The italic type gives Rilke’s French, the roman Juster’s ventriloquy. If our suffering is, at least in part, the work of spiteful gods, then how can one confidently blame the miserable for their own misery? When Juster speaks in Rilke’s voice, his vision of the universe becomes, though bleak, immeasurably more merciful toward other human beings. And maybe “becomes” is not the word. Maybe I should have said “is revealed to be.” Maybe Espaillat was right.
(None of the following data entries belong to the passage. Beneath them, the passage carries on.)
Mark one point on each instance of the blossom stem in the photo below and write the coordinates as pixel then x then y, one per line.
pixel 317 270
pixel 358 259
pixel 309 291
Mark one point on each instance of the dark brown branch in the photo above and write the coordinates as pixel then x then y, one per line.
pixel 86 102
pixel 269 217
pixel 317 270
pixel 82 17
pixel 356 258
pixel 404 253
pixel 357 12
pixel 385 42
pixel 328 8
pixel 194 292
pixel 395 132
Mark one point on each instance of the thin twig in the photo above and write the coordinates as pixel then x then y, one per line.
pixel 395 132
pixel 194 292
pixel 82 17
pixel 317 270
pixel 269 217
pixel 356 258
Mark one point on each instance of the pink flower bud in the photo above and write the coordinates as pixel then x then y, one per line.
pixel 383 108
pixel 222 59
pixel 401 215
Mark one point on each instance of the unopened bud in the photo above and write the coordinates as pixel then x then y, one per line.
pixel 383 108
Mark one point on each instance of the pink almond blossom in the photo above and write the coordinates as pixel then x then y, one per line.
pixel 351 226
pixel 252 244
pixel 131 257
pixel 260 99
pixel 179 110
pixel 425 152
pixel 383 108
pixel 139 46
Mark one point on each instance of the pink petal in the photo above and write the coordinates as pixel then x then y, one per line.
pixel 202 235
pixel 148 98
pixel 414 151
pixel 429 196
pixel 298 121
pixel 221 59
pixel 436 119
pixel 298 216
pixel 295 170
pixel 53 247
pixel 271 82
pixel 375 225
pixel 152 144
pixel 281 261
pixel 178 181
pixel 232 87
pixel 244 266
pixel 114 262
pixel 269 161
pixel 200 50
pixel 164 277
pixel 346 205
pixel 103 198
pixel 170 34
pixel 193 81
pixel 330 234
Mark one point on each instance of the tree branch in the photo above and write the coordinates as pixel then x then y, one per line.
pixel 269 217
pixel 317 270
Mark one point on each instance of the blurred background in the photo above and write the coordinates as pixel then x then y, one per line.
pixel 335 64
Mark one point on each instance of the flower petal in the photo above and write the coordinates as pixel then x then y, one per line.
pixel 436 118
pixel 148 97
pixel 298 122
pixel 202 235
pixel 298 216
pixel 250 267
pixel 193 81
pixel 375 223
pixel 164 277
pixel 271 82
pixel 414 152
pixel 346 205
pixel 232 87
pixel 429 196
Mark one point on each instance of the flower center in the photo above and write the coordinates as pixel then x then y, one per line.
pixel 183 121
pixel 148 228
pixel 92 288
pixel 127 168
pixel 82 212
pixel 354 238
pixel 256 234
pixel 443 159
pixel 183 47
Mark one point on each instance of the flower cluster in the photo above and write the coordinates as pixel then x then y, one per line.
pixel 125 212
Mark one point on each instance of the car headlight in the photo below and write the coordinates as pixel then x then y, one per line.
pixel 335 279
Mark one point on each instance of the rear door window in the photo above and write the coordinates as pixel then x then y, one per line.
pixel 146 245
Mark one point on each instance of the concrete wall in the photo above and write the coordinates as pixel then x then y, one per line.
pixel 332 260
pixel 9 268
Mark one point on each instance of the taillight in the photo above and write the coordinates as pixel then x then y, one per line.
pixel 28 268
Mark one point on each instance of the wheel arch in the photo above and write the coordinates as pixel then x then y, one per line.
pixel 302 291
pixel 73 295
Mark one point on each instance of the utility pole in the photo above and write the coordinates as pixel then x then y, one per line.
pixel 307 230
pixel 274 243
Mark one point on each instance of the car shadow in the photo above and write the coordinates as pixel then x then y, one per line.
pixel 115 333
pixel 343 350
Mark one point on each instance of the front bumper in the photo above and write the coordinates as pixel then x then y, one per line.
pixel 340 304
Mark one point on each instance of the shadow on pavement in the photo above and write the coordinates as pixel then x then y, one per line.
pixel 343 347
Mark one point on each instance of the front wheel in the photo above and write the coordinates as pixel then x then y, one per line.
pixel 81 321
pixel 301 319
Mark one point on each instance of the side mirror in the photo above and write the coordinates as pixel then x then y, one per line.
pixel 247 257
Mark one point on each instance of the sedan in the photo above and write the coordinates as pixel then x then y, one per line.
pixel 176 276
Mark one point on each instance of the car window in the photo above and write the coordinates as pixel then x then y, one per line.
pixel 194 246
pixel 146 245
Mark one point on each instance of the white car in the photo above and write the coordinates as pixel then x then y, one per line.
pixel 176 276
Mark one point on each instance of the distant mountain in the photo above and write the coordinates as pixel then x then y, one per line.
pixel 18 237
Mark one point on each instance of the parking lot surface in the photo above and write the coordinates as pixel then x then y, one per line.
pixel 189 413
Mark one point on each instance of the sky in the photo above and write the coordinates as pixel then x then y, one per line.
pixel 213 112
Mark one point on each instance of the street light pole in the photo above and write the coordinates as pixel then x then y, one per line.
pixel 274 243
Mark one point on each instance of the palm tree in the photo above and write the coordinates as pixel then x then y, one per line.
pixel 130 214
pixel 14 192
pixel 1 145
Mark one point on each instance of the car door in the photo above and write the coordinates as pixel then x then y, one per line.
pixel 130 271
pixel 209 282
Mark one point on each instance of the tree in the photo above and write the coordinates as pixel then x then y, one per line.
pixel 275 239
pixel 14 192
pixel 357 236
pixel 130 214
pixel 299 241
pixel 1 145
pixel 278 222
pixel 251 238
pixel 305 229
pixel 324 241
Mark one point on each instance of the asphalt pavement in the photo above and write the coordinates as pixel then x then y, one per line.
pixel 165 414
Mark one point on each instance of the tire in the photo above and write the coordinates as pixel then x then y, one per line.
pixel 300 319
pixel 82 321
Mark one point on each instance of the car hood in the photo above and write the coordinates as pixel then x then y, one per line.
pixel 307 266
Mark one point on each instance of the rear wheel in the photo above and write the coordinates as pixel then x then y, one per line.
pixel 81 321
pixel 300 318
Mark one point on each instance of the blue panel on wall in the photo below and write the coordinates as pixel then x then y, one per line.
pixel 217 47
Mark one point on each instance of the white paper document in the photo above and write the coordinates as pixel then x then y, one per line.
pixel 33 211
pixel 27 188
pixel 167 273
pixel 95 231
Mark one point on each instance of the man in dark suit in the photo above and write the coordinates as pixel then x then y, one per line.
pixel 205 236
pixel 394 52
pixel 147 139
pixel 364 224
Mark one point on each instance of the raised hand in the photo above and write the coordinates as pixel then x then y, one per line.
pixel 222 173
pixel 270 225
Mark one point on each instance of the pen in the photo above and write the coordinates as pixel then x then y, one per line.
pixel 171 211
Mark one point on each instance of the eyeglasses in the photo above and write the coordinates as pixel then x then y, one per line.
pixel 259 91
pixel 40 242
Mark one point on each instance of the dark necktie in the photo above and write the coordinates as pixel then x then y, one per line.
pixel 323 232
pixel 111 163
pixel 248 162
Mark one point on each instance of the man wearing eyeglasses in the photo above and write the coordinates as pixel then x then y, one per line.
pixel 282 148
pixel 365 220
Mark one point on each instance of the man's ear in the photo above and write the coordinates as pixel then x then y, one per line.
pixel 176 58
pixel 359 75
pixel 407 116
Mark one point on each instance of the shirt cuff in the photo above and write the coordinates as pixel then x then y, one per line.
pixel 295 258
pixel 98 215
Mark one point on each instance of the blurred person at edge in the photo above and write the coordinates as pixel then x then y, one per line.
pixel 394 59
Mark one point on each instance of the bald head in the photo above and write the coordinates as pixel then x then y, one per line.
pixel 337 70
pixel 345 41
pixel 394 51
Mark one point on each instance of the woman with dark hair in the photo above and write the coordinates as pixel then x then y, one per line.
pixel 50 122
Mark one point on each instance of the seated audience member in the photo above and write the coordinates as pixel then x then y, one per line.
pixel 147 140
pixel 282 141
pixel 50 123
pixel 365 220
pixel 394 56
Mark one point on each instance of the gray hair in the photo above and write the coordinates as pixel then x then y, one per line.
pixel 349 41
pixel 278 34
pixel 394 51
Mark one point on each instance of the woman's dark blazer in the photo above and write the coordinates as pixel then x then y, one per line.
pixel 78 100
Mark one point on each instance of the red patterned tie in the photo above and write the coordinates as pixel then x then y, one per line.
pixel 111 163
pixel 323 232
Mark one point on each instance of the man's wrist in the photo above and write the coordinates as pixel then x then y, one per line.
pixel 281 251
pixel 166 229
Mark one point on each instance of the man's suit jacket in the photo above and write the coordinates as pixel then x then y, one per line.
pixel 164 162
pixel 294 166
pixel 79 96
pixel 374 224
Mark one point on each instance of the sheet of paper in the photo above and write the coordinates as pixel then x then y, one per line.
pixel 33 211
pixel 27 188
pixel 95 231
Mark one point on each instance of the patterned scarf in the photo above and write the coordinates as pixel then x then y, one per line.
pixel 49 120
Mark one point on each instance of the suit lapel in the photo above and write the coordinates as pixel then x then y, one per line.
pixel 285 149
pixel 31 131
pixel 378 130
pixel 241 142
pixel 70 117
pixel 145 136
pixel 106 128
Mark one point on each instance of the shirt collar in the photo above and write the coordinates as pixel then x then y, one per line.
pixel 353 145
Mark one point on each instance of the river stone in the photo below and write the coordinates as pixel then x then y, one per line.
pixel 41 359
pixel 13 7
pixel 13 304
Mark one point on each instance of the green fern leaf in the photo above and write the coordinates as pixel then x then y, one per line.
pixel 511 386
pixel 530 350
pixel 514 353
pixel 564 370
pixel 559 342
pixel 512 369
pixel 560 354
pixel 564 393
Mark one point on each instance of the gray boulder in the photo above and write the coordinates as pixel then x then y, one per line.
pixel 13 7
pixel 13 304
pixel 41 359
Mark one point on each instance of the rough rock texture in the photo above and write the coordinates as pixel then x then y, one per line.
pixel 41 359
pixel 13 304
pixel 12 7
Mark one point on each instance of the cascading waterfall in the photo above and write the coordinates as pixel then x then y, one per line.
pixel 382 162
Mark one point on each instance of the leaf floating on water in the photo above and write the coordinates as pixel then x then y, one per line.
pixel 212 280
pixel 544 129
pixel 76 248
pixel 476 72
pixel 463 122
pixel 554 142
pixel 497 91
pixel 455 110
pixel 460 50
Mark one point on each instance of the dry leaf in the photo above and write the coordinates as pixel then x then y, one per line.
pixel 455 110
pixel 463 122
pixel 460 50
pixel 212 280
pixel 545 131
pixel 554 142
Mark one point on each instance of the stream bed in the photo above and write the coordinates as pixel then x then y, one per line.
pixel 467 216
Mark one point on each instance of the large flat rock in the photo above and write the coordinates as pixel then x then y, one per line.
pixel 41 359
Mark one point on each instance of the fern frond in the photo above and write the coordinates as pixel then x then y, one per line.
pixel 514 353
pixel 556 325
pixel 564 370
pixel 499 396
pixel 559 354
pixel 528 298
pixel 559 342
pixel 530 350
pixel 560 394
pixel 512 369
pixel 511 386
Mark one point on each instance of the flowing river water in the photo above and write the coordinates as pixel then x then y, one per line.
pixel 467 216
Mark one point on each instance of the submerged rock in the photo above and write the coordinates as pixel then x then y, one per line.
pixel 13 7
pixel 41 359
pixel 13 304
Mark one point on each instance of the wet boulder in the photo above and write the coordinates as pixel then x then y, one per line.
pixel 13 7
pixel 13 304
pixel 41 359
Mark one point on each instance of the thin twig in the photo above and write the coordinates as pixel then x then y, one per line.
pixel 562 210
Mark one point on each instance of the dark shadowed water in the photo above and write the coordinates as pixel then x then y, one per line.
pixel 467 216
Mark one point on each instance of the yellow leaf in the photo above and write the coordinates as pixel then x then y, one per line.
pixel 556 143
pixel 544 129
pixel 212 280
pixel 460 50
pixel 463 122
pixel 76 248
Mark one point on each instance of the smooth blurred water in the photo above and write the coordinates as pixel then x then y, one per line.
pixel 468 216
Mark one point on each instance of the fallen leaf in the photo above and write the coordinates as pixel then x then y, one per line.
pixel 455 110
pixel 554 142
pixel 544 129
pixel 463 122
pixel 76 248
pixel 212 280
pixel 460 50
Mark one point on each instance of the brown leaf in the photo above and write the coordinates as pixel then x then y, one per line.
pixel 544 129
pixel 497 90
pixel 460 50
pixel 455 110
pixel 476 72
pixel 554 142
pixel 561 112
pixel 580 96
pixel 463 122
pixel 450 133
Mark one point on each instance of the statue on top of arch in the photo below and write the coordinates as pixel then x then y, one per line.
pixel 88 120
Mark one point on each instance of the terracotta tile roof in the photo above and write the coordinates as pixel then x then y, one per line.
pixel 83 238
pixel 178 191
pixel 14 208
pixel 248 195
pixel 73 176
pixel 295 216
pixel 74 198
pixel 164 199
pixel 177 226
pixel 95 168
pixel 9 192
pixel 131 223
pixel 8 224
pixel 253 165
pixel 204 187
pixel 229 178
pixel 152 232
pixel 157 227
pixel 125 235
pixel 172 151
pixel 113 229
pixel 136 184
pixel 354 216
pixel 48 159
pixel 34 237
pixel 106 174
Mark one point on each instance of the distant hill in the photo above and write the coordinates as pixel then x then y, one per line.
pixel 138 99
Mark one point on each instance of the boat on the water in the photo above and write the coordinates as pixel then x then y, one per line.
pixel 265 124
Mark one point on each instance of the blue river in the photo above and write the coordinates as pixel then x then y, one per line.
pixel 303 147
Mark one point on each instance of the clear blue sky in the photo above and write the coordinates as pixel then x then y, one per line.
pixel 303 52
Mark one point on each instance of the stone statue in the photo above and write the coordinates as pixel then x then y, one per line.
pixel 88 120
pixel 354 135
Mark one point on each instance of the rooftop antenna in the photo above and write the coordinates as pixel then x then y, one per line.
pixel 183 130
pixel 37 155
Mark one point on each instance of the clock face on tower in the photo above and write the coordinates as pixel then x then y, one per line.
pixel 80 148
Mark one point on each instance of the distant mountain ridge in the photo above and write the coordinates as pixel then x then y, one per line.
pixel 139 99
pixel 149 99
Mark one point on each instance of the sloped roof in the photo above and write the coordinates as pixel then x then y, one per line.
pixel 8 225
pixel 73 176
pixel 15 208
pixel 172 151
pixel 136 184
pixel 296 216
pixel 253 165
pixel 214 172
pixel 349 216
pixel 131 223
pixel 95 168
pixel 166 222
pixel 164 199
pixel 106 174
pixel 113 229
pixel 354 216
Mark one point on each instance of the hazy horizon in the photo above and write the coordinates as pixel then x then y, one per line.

  Toward the end of Don Quixote, the hero’s faithful companion, Sancho, is finally granted his long-time wish to become the governor of a small island. On the question of how to govern, Quixote gives his squire some characteristically long and uncharacteristically sage advice. The sorrowful knight has by this time spent over 700 pages confronting evildoers with many manful words and much imaginary violence. But when he advises Sancho, his tone grows gentler. Reading Wonder & Wrath, I get the feeling that, in his best moments, Juster might well echo Quixote’s counsel. “Although all of God’s attributes are equal,” says the good knight to his friend, “in our eyes it is the merciful who shine brighter and stand taller than the just.”